Cactus leather is an innovative material that can replace many other types of leather and leather-like fabrics such as suede in the market. It has a smooth texture, sturdy performance and it’s perfect for handbags, accessories footwear even car seats! This durable fabric doesn't get dirty easily because they are also resistant to abrasion which means you'll have no worries when carrying your bag around town all day long with everything sticking out from every angle imaginable - just make sure not to carry anything sharp since these types will stretch if there's pressure put onto them often enough (think: pocket knife).
Several brands (both vegan and non-vegan) have started using cactus leather in their fashion lines. Some of the most notable ones are,
- Fossil, which has for years been known for its leather products has recently transitioned into using cactus leather to develop a range of vegan products. As a part of a new commitment to be more eco-friendly, they have made a range of plant-based, vegan leathers, wallets, and handbags.
- Clae is another fashion brand that has turned to use cactus-based vegan leather for its products.
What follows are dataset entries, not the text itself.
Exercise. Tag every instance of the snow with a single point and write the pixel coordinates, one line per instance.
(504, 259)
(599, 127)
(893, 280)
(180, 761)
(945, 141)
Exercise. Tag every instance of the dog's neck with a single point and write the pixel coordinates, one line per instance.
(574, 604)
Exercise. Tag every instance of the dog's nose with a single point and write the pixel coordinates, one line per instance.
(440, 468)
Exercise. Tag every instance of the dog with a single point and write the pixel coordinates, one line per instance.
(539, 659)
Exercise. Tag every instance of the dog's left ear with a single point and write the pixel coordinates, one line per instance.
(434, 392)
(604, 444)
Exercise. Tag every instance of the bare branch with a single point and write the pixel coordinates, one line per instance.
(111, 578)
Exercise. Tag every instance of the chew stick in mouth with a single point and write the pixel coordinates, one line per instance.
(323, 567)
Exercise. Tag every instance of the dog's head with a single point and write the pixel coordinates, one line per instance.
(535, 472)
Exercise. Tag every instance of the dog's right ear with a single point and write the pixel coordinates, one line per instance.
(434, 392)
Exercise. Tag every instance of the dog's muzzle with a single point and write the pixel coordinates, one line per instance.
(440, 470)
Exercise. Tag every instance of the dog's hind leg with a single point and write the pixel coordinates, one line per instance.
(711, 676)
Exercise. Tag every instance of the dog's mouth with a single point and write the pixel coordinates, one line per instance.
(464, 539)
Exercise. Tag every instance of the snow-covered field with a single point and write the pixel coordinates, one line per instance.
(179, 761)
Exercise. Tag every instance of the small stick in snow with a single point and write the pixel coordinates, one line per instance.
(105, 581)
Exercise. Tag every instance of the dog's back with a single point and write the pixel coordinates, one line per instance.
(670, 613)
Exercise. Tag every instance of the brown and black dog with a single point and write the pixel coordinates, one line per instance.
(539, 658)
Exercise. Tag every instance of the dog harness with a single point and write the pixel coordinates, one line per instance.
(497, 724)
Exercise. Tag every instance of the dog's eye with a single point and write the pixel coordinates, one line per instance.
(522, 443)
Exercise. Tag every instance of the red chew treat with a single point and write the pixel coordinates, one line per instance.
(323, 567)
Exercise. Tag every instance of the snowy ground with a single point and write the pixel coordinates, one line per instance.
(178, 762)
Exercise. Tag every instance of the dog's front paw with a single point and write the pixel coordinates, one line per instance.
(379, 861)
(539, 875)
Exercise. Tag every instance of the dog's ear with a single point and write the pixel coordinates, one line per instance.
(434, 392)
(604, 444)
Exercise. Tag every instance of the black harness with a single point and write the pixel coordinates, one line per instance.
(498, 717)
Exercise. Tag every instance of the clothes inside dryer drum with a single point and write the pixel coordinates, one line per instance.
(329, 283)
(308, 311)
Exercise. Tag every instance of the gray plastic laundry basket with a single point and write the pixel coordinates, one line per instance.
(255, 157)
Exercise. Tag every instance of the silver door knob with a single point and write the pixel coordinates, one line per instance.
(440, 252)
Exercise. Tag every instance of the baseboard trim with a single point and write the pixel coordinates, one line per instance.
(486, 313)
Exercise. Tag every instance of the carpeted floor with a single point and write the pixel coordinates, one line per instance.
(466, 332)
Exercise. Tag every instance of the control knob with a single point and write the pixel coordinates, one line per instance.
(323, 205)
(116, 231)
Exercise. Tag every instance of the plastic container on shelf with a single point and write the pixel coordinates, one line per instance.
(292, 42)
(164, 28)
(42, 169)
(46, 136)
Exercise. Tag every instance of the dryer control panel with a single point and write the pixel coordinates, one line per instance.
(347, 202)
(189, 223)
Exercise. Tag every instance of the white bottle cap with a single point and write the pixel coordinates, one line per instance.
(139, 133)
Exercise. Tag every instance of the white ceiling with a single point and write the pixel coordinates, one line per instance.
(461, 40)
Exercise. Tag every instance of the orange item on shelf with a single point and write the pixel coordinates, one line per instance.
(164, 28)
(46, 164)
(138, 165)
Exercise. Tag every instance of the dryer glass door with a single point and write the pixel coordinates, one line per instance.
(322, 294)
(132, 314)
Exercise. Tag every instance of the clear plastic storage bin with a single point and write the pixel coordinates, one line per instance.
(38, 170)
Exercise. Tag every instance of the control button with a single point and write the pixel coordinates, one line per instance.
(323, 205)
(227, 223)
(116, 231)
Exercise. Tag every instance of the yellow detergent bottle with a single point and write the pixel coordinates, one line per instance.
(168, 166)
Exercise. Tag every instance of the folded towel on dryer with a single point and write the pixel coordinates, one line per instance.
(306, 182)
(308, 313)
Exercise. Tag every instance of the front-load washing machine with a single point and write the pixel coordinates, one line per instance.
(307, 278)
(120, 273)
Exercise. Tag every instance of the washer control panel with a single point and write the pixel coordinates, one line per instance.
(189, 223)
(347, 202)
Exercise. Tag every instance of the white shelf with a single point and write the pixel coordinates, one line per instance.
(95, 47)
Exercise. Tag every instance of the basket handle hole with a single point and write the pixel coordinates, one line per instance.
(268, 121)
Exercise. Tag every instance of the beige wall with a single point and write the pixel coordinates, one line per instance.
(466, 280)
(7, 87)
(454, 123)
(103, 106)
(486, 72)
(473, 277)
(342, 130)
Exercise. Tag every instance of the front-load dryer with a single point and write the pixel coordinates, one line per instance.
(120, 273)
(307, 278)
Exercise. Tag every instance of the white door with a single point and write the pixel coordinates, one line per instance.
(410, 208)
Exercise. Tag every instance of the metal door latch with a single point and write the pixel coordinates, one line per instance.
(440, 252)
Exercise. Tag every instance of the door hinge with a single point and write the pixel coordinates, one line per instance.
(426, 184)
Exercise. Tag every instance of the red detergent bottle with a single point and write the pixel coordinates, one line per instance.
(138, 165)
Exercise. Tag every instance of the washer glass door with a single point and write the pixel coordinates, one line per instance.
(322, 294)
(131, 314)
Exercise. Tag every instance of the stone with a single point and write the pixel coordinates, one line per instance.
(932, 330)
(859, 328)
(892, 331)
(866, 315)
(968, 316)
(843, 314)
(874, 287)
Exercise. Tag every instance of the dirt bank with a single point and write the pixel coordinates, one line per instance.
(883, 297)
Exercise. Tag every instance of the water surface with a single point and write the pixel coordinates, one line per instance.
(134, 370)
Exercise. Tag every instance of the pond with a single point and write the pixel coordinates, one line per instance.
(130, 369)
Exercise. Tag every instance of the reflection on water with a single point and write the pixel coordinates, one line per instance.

They have developed a 100% organic and sustainable sneaker in collaboration with Desserto.
- H&M, a brand that is constantly criticized for its lack of eco-consciousness, has also turned to make some footwear from 100% Desserto cactus leather.
As consumers start to become more conscious of what they consume, cactus leather can become more and more mainstream, and other famous brands may start to adopt it. While cactus leather is not a perfect solution, it is a definite upgrade from the plastic leather industry which under the guise of vegan products sells a completely greenwashed product.